All information from above visit would be shared with partner agencies, taking account of Data Protection requirements and good practice. If dental care is urgent the family member would be referred to a local dental practice. Request local authority waste disposal team visit for waste collection.

If the family only remained for three days there would be no need for a 7-day review meeting.

Case Study 2: Larger working group

This is a site with six caravans, four transit vans, six cars, two quad bikes, and a generator.

Those living on the site are one extended family of three brothers together with their wives and children. There are also several male workers (who are not family members) travelling as part of the group.

The group is travelling for economic reasons, and has no plans to move while there is work in the area. They have moved location within the same local authority area three times. Quad bikes are being used and have caused significant damage to the grass on the site, and there are also reports of anti-social behaviour on and around the site.

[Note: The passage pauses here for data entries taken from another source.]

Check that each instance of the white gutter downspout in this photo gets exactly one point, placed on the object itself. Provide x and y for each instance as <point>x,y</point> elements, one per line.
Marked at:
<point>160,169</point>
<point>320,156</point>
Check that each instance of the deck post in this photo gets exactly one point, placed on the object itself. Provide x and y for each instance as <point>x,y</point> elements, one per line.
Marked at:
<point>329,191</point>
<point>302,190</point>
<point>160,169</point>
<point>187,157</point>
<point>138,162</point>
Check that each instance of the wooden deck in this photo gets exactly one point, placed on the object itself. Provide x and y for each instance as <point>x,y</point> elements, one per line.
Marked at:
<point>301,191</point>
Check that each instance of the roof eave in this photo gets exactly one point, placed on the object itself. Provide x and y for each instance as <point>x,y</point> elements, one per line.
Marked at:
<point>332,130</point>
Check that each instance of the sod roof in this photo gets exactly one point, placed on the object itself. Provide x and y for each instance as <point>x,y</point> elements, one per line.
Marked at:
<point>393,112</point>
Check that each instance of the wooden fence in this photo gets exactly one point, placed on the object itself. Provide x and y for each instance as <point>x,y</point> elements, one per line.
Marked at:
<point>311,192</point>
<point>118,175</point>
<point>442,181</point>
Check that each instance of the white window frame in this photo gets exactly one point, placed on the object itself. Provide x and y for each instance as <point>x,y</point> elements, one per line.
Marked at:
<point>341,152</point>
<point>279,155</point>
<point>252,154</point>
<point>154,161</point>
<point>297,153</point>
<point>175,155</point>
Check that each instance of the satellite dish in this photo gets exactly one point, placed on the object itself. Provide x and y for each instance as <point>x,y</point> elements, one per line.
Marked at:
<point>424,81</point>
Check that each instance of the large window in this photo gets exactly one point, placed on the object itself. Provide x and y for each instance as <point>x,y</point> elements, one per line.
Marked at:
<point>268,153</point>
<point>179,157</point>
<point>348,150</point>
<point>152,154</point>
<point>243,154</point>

Possible local authority action

The local authority GTLO would make the initial visit to the site. As part of this any welfare needs of those on the site would be noted, including any educational needs. During this visit unauthorised site code of conduct and other relevant information would be provided. As the site involves a working party a local authority could choose to note the names of any businesses, so the local authority knew which businesses were operating from the site.

Appropriate agencies would be made aware of the site and the needs of residents. This would be for the local authority to decide, but might include internal services such as education and environmental health, and external bodies such as the NHS. The GTLO would discuss the issue with the Quad bikes and advise those living on the site that the damage is not acceptable. Photographs could be taken of the damage if appropriate, and the information passed to Police Scotland. The police should also be informed of the reports of anti-social behaviour, for them to investigate in line with their normal procedures.

The local authority would consider how best to manage the site. This could include consideration of:

  • the local authority continuing on-going management of the site;
  • asking those on the site to move to another location identified by the local authority;
  • recording any issues around the site raised by the local settled community, such as noise from the generator etc.;
  • if there are reports of offences being committed on or around a site (by Gypsy/Travellers or the settled community) Police Scotland should investigate these in line with their normal procedures;
  • commencing court action to reclaim possession of the location, if those on the site refuse to move to another location, on the basis that the site is causing damage to the land it is on.

GTLO, Police Scotland, Environmental Health and other agencies and bodies as necessary would do regular joint visits to the site while it is there to assess the site and meet those living on it, and discuss action that can be taken to alleviate any issues.